Background: While much progress has been made in understanding the demographic determinants of mortality in the United States using individual survey data and aggregate tabulations, the lack of population-level register data is a barrier to further advances in mortality research. With the release of Social Security application (SS-5), claim, and death records, the National Archives and Records Administration (NARA) has created a new administrative data resource for researchers studying mortality. We introduce the Berkeley Unified Numident Mortality Database (BUNMD), a cleaned and harmonized version of these records. This publicly available dataset provides researchers access to over 49 million individual-level mortality records with demographic covariates and fine geographic detail, allowing for high-resolution mortality research.
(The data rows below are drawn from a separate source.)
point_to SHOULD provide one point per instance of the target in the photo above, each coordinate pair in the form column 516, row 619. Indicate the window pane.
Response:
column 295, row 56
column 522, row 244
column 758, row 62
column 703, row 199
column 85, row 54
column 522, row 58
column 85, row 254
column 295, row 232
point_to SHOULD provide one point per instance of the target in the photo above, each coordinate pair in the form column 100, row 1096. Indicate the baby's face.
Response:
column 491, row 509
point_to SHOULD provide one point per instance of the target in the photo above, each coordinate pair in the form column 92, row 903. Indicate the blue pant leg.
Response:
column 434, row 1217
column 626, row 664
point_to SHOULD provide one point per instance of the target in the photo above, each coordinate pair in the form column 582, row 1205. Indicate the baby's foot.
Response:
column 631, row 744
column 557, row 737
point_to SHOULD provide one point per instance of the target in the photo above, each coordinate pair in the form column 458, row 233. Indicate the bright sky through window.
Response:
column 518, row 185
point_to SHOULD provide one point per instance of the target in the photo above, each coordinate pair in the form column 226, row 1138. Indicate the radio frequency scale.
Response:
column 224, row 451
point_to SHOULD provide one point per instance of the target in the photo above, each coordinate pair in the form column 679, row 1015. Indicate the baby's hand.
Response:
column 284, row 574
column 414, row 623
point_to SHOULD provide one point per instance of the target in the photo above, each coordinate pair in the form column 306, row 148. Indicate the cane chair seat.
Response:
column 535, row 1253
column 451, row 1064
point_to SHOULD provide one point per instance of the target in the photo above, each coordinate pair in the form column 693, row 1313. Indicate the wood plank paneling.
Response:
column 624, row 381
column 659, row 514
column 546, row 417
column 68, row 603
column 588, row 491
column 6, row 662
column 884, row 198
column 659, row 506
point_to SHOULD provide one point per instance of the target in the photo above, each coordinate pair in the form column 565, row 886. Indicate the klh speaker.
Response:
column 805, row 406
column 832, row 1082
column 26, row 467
Objective: The purpose of this paper is to describe the BUNMD, discuss statistical methods for estimating mortality differentials based on this deaths-only dataset, and provide case studies illustrating the high-resolution mortality research possible with the BUNMD. Methods: We provide detailed information on our procedure for constructing the BUNMD dataset from the most informative parts of the publicly available Social Security Numident application, claim, and death records. Contribution: The BUNMD is now publicly available, and we anticipate these data will facilitate new avenues of research into the determinants of mortality disparities in the United States.

Suggested Citation

  • Casey Breen & Joshua R. Goldstein, 2022. "Berkeley Unified Numident Mortality Database: Public administrative records for individual-level mortality research," Demographic Research, Max Planck Institute for Demographic Research, Rostock, Germany, vol. 47(5), pages 111-142.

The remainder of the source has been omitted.